The PEACE-1 study is a multicenter phase III trial conducted in 2013-2018. It randomly assigned 1,173 patients with de novo mHSPC (1:1:1:1:1) to standard of care (ADT±docetaxel), standard of care plus radiotherapy, standard of care plus abiraterone, or standard of care plus radiotherapy and abiraterone.2 Patients who received radiotherapy (both in the population with low tumor volume and in the whole population) showed a decrease in the time to onset of serious genitourinary events, regardless of the systemic therapy used. The results of a subanalysis with 505 patients comparing radiotherapy in the low tumor volume subgroup have been presented at ASCO 2023.22 With a median follow-up of 73 months, these patients showed no significant benefit in OS with the addition of radiotherapy, but a significant improvement in radiographic PFS, in the subgroup of patients treated with abiraterone (HR: 0.65; p=0.02). Treatment with radiotherapy prolonged the time to castration resistance, both in the low-volume population (median 3.4 vs. 2.5 years; HR: 0.74; 95% CI: 0.60–0.92; p=0.007) and overall (2.5 vs. 1.9 years; HR: 0.79; 95% CI: 0.69–0.90; p=0.007). The use of a higher radiation dose would justify the differences observed in the results between PEACE-1 and STAMPEDE (74 vs. 67Gy) and a more effective systemic treatment.

The STOPCAP systematic review and meta-analysis (with 2,126 patients from HORRAD, STAMPEDE and PEACE-1) described that prostate radiotherapy was more favorable in patients with low metastatic burden (<5 vs. ≥5metastases; HR: 1.47; 95% CI: 1.11–1.94; p=0.007). There was a 7% improvement in 3-year OS in patients with <5metastases.23

EXPERT RECOMMENDATION: Prostate radiotherapy should be recommended in patients with mHSPC and low tumor volume. Treatment in other subgroups should be individualized and justified by the benefits observed in the reduction of local events.

Radical prostatectomy

There are no data from phase III trials that clarify the role of prostatectomy in de novo mHSPC. Theoretically, the morbidity associated with surgery could have a negative effect on the immune system and cancer control.
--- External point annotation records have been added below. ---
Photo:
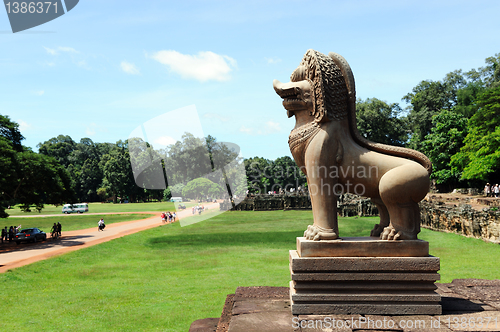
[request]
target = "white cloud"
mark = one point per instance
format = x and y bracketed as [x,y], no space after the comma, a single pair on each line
[204,66]
[216,116]
[50,50]
[129,68]
[67,49]
[23,126]
[273,126]
[55,51]
[165,140]
[270,127]
[273,60]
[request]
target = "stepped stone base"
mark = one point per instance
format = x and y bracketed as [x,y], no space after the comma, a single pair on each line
[362,247]
[364,285]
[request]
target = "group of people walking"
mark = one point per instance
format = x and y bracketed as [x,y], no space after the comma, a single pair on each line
[198,208]
[168,217]
[10,234]
[491,191]
[56,230]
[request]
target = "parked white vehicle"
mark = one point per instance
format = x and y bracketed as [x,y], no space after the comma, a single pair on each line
[74,208]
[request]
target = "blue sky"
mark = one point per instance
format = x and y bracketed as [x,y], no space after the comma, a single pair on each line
[107,67]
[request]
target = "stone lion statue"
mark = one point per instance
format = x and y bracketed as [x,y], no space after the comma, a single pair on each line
[335,158]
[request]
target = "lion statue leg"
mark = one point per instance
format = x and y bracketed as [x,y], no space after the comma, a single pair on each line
[321,189]
[384,217]
[401,189]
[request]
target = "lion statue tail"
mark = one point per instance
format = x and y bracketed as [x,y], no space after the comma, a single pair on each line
[378,147]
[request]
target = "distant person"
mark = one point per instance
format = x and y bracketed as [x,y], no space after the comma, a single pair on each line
[4,233]
[11,233]
[53,230]
[487,190]
[101,225]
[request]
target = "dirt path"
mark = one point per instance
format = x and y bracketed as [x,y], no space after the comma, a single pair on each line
[24,254]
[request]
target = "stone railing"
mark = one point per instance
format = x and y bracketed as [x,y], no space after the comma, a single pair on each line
[270,202]
[350,205]
[461,219]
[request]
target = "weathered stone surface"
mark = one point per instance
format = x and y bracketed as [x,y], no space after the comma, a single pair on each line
[363,264]
[252,305]
[477,321]
[327,145]
[365,276]
[262,322]
[204,325]
[365,297]
[226,315]
[461,220]
[376,309]
[350,205]
[362,247]
[296,201]
[478,317]
[261,291]
[417,323]
[392,286]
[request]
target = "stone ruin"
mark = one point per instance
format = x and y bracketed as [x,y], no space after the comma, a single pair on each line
[269,203]
[457,215]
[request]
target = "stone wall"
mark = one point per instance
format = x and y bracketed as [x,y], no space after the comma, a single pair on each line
[270,202]
[461,219]
[350,205]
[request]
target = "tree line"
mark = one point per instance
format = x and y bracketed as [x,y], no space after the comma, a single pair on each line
[454,121]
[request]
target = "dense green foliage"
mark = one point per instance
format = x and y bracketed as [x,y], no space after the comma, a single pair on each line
[380,122]
[454,121]
[28,178]
[164,278]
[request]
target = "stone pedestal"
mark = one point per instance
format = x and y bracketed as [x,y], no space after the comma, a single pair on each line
[363,276]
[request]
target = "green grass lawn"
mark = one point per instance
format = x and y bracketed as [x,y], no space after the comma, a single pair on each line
[102,208]
[164,278]
[71,222]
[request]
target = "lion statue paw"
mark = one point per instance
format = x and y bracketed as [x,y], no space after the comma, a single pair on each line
[377,230]
[390,233]
[317,233]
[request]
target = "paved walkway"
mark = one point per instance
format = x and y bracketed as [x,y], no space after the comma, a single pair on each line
[24,254]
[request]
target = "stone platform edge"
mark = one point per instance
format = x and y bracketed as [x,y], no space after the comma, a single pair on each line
[463,299]
[362,247]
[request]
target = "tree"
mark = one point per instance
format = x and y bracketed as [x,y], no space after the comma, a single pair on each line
[28,178]
[59,147]
[259,175]
[41,180]
[380,122]
[202,187]
[479,158]
[10,131]
[446,138]
[117,171]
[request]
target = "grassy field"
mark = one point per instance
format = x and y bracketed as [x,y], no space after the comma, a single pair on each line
[164,278]
[103,208]
[71,222]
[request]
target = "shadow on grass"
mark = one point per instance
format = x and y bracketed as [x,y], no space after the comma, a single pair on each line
[274,239]
[65,241]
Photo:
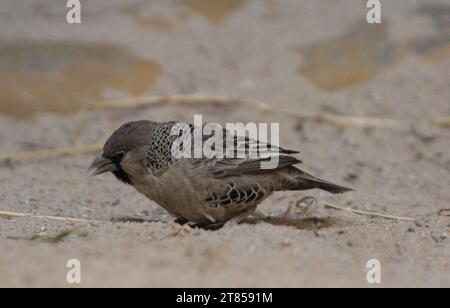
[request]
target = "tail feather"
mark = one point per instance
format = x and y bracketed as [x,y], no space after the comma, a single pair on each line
[330,187]
[296,179]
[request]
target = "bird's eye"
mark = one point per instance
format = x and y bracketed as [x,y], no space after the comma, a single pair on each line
[119,156]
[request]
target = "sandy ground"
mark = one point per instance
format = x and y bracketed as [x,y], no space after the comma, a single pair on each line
[308,56]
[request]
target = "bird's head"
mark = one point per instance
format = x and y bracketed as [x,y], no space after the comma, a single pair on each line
[123,151]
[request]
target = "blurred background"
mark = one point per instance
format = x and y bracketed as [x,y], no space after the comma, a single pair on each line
[294,53]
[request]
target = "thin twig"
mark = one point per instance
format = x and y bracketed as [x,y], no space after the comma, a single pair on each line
[442,122]
[218,100]
[52,153]
[66,219]
[387,216]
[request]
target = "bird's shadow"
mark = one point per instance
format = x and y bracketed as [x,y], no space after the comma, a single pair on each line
[299,222]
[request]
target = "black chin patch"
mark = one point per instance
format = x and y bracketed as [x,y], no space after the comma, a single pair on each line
[121,175]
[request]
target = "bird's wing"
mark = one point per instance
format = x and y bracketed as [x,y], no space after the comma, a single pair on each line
[236,167]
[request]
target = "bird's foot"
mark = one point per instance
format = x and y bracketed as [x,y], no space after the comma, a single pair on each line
[209,226]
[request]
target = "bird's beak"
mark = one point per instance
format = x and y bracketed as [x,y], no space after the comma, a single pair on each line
[101,165]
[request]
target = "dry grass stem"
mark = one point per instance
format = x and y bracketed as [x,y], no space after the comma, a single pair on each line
[357,212]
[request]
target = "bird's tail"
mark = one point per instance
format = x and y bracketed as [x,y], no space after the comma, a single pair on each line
[328,186]
[297,179]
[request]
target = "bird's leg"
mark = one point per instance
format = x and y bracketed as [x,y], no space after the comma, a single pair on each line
[209,226]
[181,221]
The series published so far, with limited number of patients, conclude that prostatectomy provides benefits in local control and PFS, being a reproducible technique in carefully selected patients.24

There are two ongoing phase III trials: APPROACH (NCT05649943) and SWOG-S1802 (NCT03678025). The first is a multicenter trial that will enroll 566 patients with oligometastatic HSPC.25 After 6months from the start of treatment with apalutamide, patients will be randomized (1:1) to continue treatment with apalutamide alone or plus a local treatment (according to the investigator’s choice, radiotherapy vs. prostatectomy). SWOG-S1802 is a randomized phase III trial studying the efficacy of standard systemic therapy with or without definitive treatment (cytoreductive prostatectomy or radiotherapy) in patients with metastatic prostate cancer.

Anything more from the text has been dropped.